Ведущая на свет (СИ)
Но я же знаю — амнистии только для слабых демонов. Сильных — исчадий ада, отродий, демонов похоти спасти невозможно. И все, что я могу, — это умолять небеса о милосердии, задыхаясь от собственной настойчивости, не замечая бегущих по щекам слез.
В голове гудит, когда я наконец нахожу в себе силы замолчать и открываю глаза. Генри смотрит на меня печальным взглядом и не говорит ни слова. Как бы то ни было, еще чуть-чуть — и мне придется уйти, оставив его тут в одиночестве в компании с его приговором, но я могу ему дать сейчас лишь только свою молитву.
Крылья материализуются за спиной по моей воле. Материализуются и толкают меня в воздух над крестом Генри. Он поднимает голову, смотрит мне в лицо удивленными янтарными глазами. Я же — чуть подаюсь вперед, настолько близко, чтоб коснуться его влажного от пота лба своими губами. В эту секунду я не боюсь боли, что грозит мне, соприкоснись я с крестом хоть кончиком крыла. Я готова принять это наказание, это малая плата за возможность приободрить этого демона.

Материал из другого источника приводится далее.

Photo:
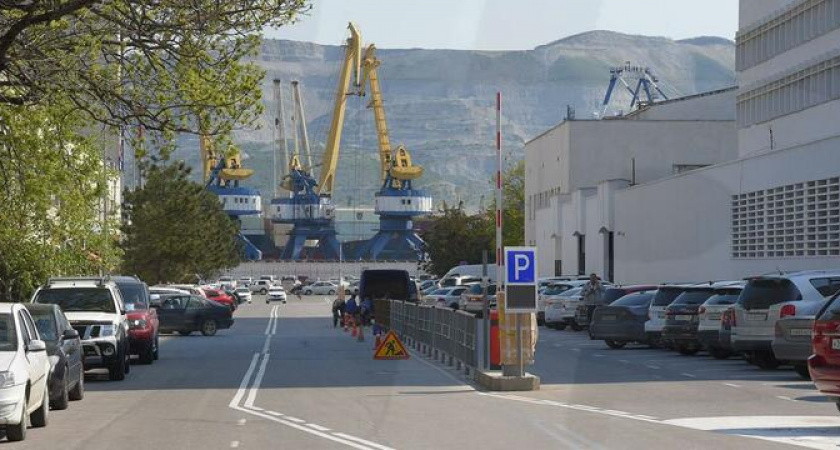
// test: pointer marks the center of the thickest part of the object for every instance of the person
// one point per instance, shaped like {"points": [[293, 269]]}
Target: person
{"points": [[339, 306], [591, 295]]}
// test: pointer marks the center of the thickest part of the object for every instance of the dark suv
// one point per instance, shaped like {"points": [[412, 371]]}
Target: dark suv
{"points": [[143, 322]]}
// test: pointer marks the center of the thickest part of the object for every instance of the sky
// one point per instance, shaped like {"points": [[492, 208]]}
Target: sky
{"points": [[506, 24]]}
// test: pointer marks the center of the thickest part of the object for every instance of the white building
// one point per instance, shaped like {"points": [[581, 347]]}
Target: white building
{"points": [[774, 206]]}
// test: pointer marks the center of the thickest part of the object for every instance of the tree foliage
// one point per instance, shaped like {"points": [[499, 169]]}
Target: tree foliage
{"points": [[51, 220], [174, 229], [169, 65], [454, 236]]}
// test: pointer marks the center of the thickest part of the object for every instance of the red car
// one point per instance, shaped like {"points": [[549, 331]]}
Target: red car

— Держись, — шепчу я, ловя растерянный взгляд Генри.
А затем его оковы размыкаются, и демон падает на землю.
4. Свободный, голодный, демон!
Первые секунд пятнадцать Генриха окружает блаженная тишина. Молчат все — Пейтон, Миллер, девчонка… А Генрих лежит на земле неподвижно, пластом, не шевелясь ни единым мускулом. Наслаждаясь каждой секундой полного вкуса собственного чутья.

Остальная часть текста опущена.